Zoi: „Ich möchte gerne erst einmal – fangen wir mal klein an – viel von Europa sehen. Es ist einfach so, dass man, wenn man fliegt, besser in den Sitzen reinpasst. Dass auch schon allein von den Klamotten her man weniger Gewicht hat. Dann kann man einfach mehr mitnehmen. Ansonsten habe ich mir vorgenommen, mit den Kindern in den Freizeitpark zu gehen. Klettergerüste und Klettergarten. Das ist das, was ich unbedingt nachholen möchte.“
Kamil: „Bei mir ist es immer diese Hemmschwelle, ins Freibad zu gehen oder an den Strand zu gehen und sich dort nackig zu machen. Einfach am Strand entlangzugehen und sich nicht Gedanken darüber zu machen, dass andere einen ständig angucken.“

ZVW: Wie haben Ihre Familie und Freunde auf Ihre Teilnahme an der Sendung reagiert?

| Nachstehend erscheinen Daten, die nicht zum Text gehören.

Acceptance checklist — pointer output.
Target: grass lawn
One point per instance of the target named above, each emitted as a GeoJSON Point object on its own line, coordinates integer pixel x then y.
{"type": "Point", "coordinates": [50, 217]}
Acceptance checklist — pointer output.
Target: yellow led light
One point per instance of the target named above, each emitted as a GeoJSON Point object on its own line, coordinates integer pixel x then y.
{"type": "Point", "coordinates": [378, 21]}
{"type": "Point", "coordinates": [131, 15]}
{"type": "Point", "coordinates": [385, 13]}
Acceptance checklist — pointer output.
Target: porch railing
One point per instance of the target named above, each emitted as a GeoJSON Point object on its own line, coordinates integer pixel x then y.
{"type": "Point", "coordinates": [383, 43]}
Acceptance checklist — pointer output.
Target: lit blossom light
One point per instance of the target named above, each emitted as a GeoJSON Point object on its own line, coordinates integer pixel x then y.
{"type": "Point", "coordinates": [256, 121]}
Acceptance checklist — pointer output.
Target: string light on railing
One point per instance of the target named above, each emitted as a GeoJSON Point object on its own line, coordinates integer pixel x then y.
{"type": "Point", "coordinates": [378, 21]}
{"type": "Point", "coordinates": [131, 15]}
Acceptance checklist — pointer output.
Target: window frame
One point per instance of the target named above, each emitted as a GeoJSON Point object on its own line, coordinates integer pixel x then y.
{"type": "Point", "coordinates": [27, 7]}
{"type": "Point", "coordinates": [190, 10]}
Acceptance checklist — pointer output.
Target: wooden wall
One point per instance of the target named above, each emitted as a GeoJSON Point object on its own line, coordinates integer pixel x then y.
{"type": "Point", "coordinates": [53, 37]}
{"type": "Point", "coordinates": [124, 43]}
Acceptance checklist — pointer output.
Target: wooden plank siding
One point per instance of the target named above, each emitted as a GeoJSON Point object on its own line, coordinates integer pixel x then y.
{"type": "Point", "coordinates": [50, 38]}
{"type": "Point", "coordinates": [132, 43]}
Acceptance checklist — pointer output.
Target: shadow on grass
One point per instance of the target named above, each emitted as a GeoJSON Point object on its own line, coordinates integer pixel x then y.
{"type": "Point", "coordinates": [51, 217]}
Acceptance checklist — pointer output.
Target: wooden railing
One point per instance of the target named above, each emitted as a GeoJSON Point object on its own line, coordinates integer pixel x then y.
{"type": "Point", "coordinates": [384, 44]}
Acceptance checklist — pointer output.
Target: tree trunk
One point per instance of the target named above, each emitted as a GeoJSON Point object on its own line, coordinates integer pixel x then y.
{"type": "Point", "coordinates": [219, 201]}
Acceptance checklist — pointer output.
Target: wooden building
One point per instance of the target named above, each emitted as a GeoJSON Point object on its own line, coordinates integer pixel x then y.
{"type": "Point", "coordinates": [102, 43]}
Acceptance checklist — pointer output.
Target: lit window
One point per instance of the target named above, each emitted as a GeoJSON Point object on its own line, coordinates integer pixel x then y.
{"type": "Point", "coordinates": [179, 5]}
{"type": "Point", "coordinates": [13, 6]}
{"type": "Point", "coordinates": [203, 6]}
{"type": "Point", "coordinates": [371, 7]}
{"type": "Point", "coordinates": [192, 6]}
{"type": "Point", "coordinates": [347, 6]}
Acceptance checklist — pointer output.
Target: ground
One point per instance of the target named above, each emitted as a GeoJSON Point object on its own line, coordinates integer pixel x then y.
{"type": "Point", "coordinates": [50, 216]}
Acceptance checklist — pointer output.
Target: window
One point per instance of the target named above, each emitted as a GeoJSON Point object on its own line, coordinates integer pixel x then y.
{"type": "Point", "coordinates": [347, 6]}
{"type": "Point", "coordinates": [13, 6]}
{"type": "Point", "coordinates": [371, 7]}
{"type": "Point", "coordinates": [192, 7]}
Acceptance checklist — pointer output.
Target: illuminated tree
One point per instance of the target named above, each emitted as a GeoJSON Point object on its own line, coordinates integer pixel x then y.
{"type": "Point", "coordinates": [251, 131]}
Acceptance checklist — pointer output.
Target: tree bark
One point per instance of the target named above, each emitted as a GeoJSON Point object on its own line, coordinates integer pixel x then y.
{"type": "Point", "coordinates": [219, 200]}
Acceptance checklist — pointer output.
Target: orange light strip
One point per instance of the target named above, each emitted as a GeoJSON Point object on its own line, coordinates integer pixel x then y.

Zoi: „Bevor wir geflogen sind, wussten es sehr wenige Leute, um genau zu sein nur mein Bruder und meine Eltern. Sie haben sich für uns eigentlich gefreut. Weil sie auch gesehen haben, wie wir unterm Gewicht gelitten haben. Und die haben sich gedacht, dass es eine gute Chance ist.“
Kamil: „Bei mir waren die Reaktionen gemischt. Im ersten Moment ein bisschen ungläubig haben sie geschaut. Aber direkt konnte ich jetzt nicht verraten, wohin ich hingehe, was ich mache, sondern einfach: Ich will ein großes Ding durchziehen, ich werde jetzt erst mal für etliche Wochen nicht da sein. Dann kamen natürlich auch Gerüchte auf.“

ZVW: Werden Sie die Ausstrahlung selbst im Fernsehen verfolgen?

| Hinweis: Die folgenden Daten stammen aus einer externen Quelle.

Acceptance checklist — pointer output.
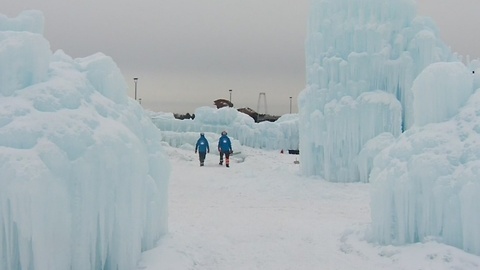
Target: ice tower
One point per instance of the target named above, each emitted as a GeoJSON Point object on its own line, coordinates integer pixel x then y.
{"type": "Point", "coordinates": [83, 177]}
{"type": "Point", "coordinates": [362, 57]}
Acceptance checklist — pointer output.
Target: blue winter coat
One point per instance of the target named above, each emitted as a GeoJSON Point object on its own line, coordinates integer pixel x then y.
{"type": "Point", "coordinates": [202, 145]}
{"type": "Point", "coordinates": [224, 144]}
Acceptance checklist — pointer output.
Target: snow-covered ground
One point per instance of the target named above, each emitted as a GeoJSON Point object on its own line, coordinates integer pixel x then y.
{"type": "Point", "coordinates": [261, 214]}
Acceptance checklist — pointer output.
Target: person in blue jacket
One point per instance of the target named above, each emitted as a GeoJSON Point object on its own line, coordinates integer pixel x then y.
{"type": "Point", "coordinates": [225, 148]}
{"type": "Point", "coordinates": [202, 147]}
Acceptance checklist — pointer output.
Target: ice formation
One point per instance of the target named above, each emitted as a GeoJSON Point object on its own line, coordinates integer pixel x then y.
{"type": "Point", "coordinates": [83, 176]}
{"type": "Point", "coordinates": [426, 184]}
{"type": "Point", "coordinates": [281, 134]}
{"type": "Point", "coordinates": [417, 139]}
{"type": "Point", "coordinates": [353, 49]}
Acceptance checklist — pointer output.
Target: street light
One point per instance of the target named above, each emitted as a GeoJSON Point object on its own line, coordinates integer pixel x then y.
{"type": "Point", "coordinates": [135, 80]}
{"type": "Point", "coordinates": [290, 105]}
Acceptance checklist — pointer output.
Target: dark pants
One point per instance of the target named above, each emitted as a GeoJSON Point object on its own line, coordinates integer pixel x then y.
{"type": "Point", "coordinates": [201, 156]}
{"type": "Point", "coordinates": [227, 157]}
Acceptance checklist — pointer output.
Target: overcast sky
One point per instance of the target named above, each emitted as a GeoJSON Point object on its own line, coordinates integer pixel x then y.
{"type": "Point", "coordinates": [187, 53]}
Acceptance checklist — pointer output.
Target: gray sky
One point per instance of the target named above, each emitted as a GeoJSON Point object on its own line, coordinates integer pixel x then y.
{"type": "Point", "coordinates": [187, 53]}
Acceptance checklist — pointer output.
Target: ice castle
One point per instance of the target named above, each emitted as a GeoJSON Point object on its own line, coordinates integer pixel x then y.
{"type": "Point", "coordinates": [387, 102]}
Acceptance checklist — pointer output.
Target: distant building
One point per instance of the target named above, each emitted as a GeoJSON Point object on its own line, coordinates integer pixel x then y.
{"type": "Point", "coordinates": [220, 103]}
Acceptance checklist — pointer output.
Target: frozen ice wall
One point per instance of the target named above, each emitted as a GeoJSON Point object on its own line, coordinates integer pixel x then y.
{"type": "Point", "coordinates": [82, 174]}
{"type": "Point", "coordinates": [281, 134]}
{"type": "Point", "coordinates": [362, 58]}
{"type": "Point", "coordinates": [426, 184]}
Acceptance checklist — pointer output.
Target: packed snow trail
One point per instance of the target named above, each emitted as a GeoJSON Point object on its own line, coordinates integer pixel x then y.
{"type": "Point", "coordinates": [260, 214]}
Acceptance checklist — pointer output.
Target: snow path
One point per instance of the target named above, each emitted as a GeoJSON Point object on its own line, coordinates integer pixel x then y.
{"type": "Point", "coordinates": [260, 214]}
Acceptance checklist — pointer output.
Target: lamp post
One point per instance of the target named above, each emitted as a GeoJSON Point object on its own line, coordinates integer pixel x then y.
{"type": "Point", "coordinates": [135, 80]}
{"type": "Point", "coordinates": [290, 105]}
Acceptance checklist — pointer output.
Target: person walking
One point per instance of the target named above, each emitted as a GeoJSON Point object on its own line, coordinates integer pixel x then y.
{"type": "Point", "coordinates": [225, 148]}
{"type": "Point", "coordinates": [203, 148]}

Zoi: „Auf jeden Fall! Es wird jede Folge aufgenommen und wir werden gespannt vorm Fernseher sitzen. Ich weiß allerdings nicht, ob ich nach der ersten Folge noch Lust habe, das zu gucken. Es kommt drauf an, wie ich’s finde.“
Kamil: „Also, ich werde zu diesem Zeitpunkt auf Arbeit sein. Und entweder werd ich mich in Grund und Boden schämen oder ich werde mich selbst hochloben. Ich weiß es nicht. Also, ich bin echt gespannt.“

ZVW: Sofern Sie den Hauptpreis gewinnen - wofür möchten Sie ihn einsetzen?

Kamil: Reisen, Bekleidung, Auto. Vielleicht ein bisschen den Traum von der Selbstständigkeit verwirklichen. Lassen wir uns einfach mal überraschen.

Team Orange

  • Von Sonntag, 15. Januar, an sind Zoi und Kamil Cvitkovic bei „The Biggest Loser“ zu sehen – los geht’s um 16.50 Uhr auf Sat.1.
  • Sie treten als eines von neun Zweier-Gespannen an. Wenn sie, das Team Orange, acht Wochen im Camp durchhalten, kommen sie ins Halbfinale.
  • Das Paar lebt seit etwa sieben Jahren in Korb. Zoi Cvitkovic stammt aus dem Remstal, ihr Mann aus Berlin.
  • Sie haben drei Kinder: zwei Töchter und einen Sohn.